I miss him so much. At first I didn’t cry. I was so shocked. Then when the numbness wore off, I turned into a train wreck. I started putting my life in danger. I didn’t care if I died, even though I had 3 other children to look after. A few months after he passed, I remember thinking why didn’t I ever see Pedro cry? I supposed that fathers have different bonds with their sons, than mothers do. But at 3:30 am, the same time he died, I woke up to Pedro screaming. Just sitting up in bed, screaming. He threw his phone across the room. “I miss him so much.” We have a lot of counseling and we aren’t sure how to deal with this pain. Our other children are 21, 10 and 3. All of us are struggling without him.
This morning, Pedro and I were sitting at a café in a shopping center, not talking much, holding hands. I was looking around, wondering if anyone else there had lost their child. I realized it would not matter, because the pain I felt from losing my son was only shared by Pedro. I said to him, “Do you think that anyone understands, even a little bit?” He said, “No. He was our beautiful boy, no one else’s. No one can ever understand.”
I have been an atheist my whole life so I believe that I will never see my son again. He is a Christian and he says that’s all he looks forward to- dying so that he can see Lewis again. He never tells me that I need to start believing, or I won’t see him, like every other bloody idiot does. He doesn’t say anything, like he never has. He accepts what I believe and I accept what he believes. I think it’s harder for me than it is for him, not only because I am his mother, but because I don’t have my death day to look forward to. I have nothing. Everyone has told me like “god has a plan” or “everything happens for a reason”BS!!!!!! Pedro and I both call bs on those sayings. I will never accept them.

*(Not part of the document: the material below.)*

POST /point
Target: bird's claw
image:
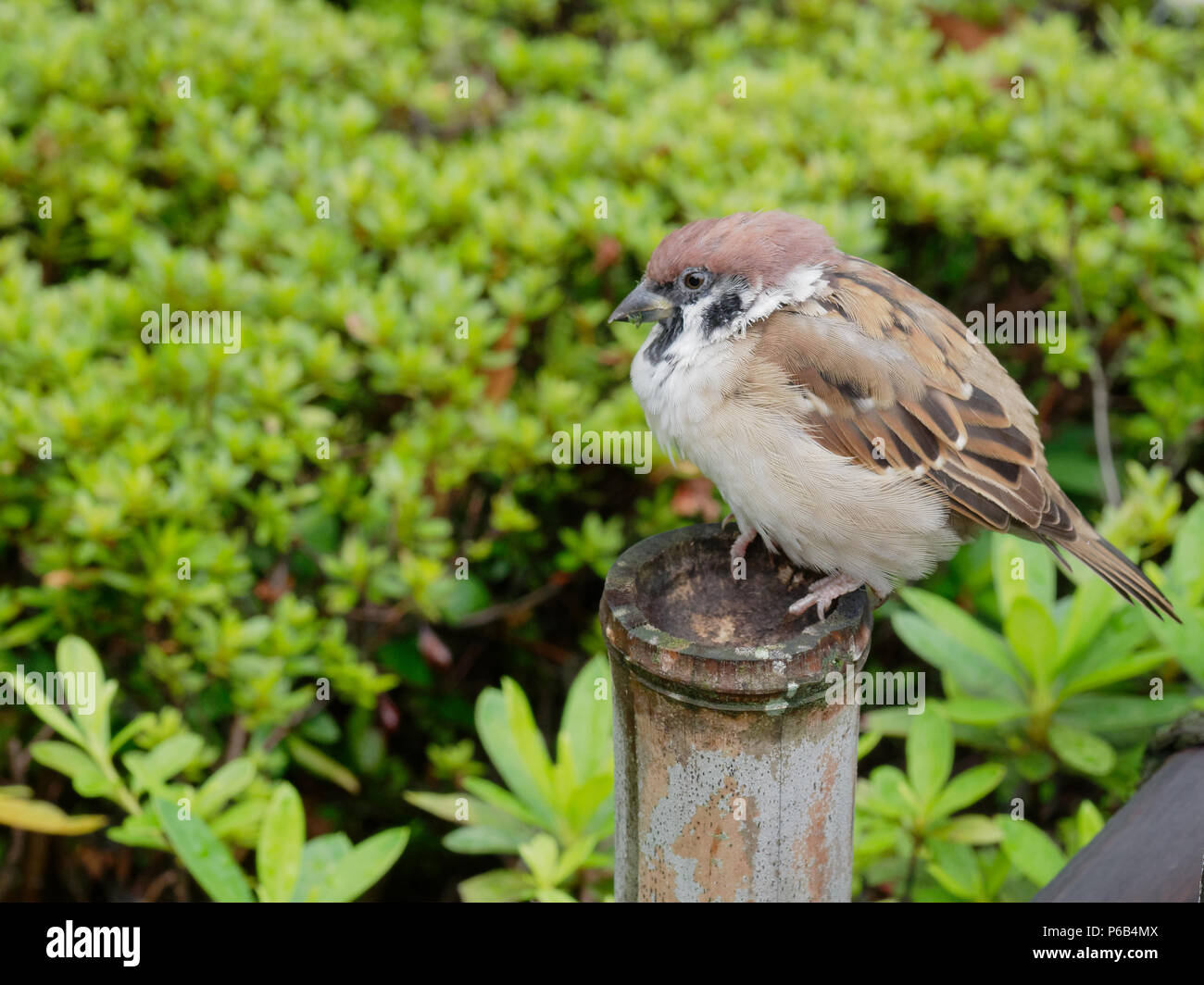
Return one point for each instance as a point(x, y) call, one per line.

I really don't know how to go on. I still feel worthless. I had someone I thought was a friend tell me recently that I needed to get over it, because SHE had lost her 3 year old son to cancer and that was way worse than losing a 23 year old son to an infection. How could that possibly be true? Why does it matter what age he was? He was still MY child. My boy that Pedro and I have loved and cared for since we were 15/16. There’s a gaping hole in my heart for my son as big as the hole in her heart for her boy. I really wish people would understand that it’s just as hard to lose an adult child like it would be to lose a young child. I hope I never find out if that comparison is true or not, but it must be. That’s why I’m glad this site has been created. Pedro and I have been reading through all these stories and it’s given us some hope. And helped us know that we are not alone in this. I definitely feel a connection with everyone on here.